As deep learning became the new state of the art for computer vision and eventually for all perceptual tasks, industry leaders took note. What followed was a gradual wave of industry investment far beyond anything previously seen in the history of AI.

  • In 2011 (right before deep learning took the spotlight), the total venture capital investment in AI was around $19 million

  • By 2014, the total venture capital investment in AI had risen to $394 million

    • Google acquired the deep-learning startup DeepMind for a reported $500 million — the largest acquisition of an AI company in history.

    • Baidu started a deep-learning research center in Silicon Valley, investing $300 million in the project.

    • Intel acquired a deep-learning hardware startup Nervana Systems for over $400 million.

There are currently no signs that this uptrend will slow any time soon.

Cases

As entrepreneurs of AI start-ups, Alice and Bob had received similar amount of investments and competed in the same market

  • Alice spent lots of money to hire top engineers in AI field

  • Bob hired only mediocre engineers and spent most of his money to obtain high quality data with larger size

Who will you invest? Why?

[3]:
hide_answer()
acc1 = net_compare(512, .25)
acc2 = net_compare(128, 1)
print('The accuracy of a complicated model (with 512 nodes) with less (one fourth of) training data:', acc1)
print('The accuracy of a simple model (with 128 nodes) and full training data:', acc2)
print('The improvement is {}%!'.format(round((acc2-acc1)/(1-acc1)*100,2)))

Suppose you’re trying to develop a model that can take as input images of a clock

clock

and can output the time of day.
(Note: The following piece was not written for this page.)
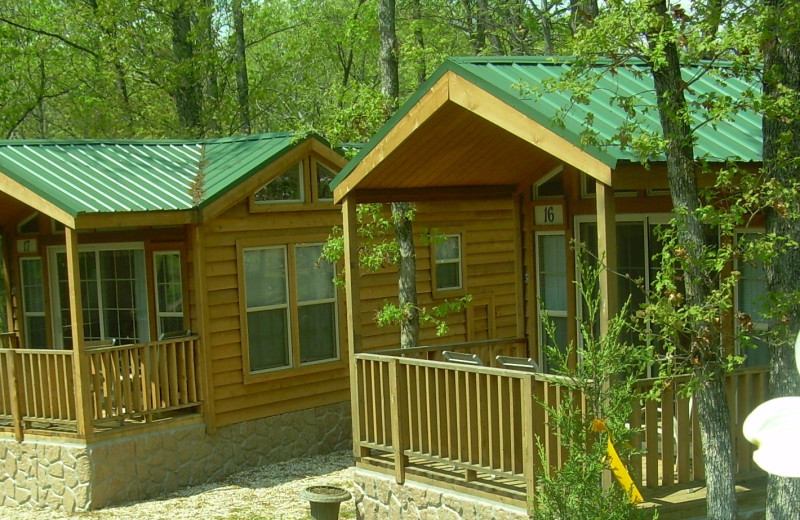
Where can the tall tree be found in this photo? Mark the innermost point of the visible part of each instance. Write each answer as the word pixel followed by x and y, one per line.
pixel 781 129
pixel 402 213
What machine learning approach will you use?

[4]:
hide_answer()
  • If you choose to use the raw pixels of the image as input data, then you have a difficult machine-learning problem on your hands. You’ll need a convolutional neural network to solve it, and you’ll have to expend quite a bit of computational resources to train the network.

  • But if you already understand the problem at a high level, you can write a five-line Python script to follow the black pixels of the clock hands and output the \((x, y)\) coordinates of the tip of each hand. Then a simple machine-learning algorithm can learn to associate these coordinates with the appropriate time of day. For example, the long hand has \((x=0.7, y=0.7)\) and the short hand has \((x=0.5, y=0.0)\) in the first image, and the long hand has \((x=0.0, y=1.0)\) and the short hand has \((x=-0.38, y=0.32)\) in the second image.

  • You can go even further: do a coordinate change, and express the \((x, y)\) coordinates as the angle of each clock hand. For example, the long hand has angle \(45\) degree and the short hand has angle \(0\) degree in the first image, and the long hand has angle \(90\) degree and the short hand has angle \(140\) degree in the second image. At this point, your features are making the problem so easy that no machine learning is required; a simple rounding operation and dictionary lookup are enough to recover the approximate time of day.